There’s a Link Between Ovarian Cancer & 2 Common Medications
Ovarian cancer is the second-most-common gynecologic cancer. A intriguing supermarket study may provide a new clue for early detection.
According to the Centers for Disease Control and Prevention (CDC), ovarian cancer “causes more deaths than any other cancer of the female reproductive system.” The American Cancer Society predicts that in 2023, 20,000 women will be diagnosed with ovarian cancer. Ovarian cancer rates are declining, yet diagnosis often happens late because early symptoms can go unreported or undiagnosed.
The BBC has reported on a recent public health study at Imperial College of London that found a correlation between ovarian cancer and two over-the-counter medications.
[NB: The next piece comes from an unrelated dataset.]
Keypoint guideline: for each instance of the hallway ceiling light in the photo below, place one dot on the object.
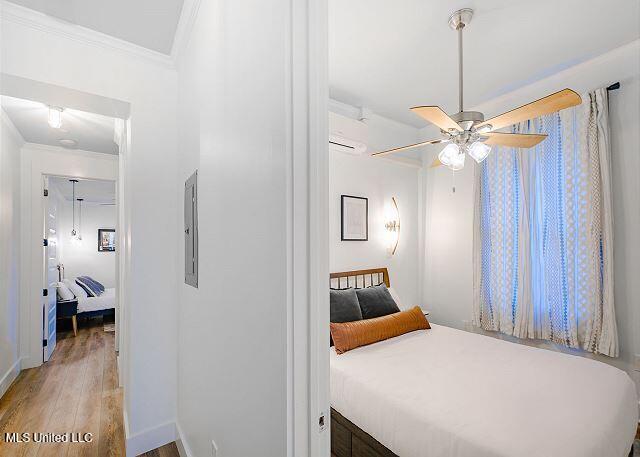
(68, 143)
(467, 131)
(55, 117)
It was intel from shopper loyalty cards, which track consumer purchases, that researchers now say could help identify early signs of ovarian cancer.
The ovarian cancer study
The study, published in January 2023 in the journal JMIR Public Health & Surveillance, used data from supermarket loyalty cards to come to an interesting conclusion: “There is a difference in purchases of pain and indigestion medications among women with and without ovarian cancer up to eight months before diagnosis.” This is because indigestion, abdominal bloating, and feeling full are a few of the symptoms of ovarian cancer.
“The more important issue raised by this study is the lack of awareness of ovarian cancer symptoms,” explains Jo Marie Tran Janco, MD, a gynecologic oncologist with Scripps MD Anderson Cancer Center and Scripps Clinic in San Diego, CA. “In particular, new pelvic or abdominal pain, increased abdominal size and bloating, and feeling full very quickly or having difficulty eating, should be evaluated and ovarian cancer is a diagnosis (among others) that should be considered.” She notes that while the results from the UK study are uniquely telling, diagnosing ovarian cancer through pharmacy purchases isn’t the most critical issue.
“What this study highlights to me is that women and their physicians should have an awareness of the above symptoms and their association with ovarian cancer,” Dr. Janco says. “And rather than self-treating, discussion of the symptoms and establishing a follow-up plan is important.”
The moral of the study is to stay current on facts and myths about ovarian cancer and other common illnesses (especially when it comes to the leading causes of death, such as stroke and heart disease). While treating symptoms on a short-term basis with over-the-counter medications is typically fine, they’re not intended for long-term use. Consult your doctor: If you find yourself buying Costco-size packages of indigestion medication (or any medication) it would be wise to speak with your doctor about your symptoms—and advocate for testing and answers—so they can rule out the more serious, life-threatening conditions.
What should you do?
The best defense against ovarian cancer isn’t to buy your medication using a loyalty card that tracks your purchases, but rather to educate yourself on the symptoms to watch out for. Dr. Janco points to a 2007 study led by Dr. Barbara Goff, MD, at the University of Washington that identified an index of ovarian cancer symptoms. If the symptoms present for less than a year and for more than 12 days per month, they are correlated with a possible eventual diagnosis of ovarian cancer.
In short, learn the common symptoms of ovarian cancer, keeping in mind Dr. Janco’s point that persistent indigestion, bowel concerns, and constipation are possible signs worth asking your doctor about.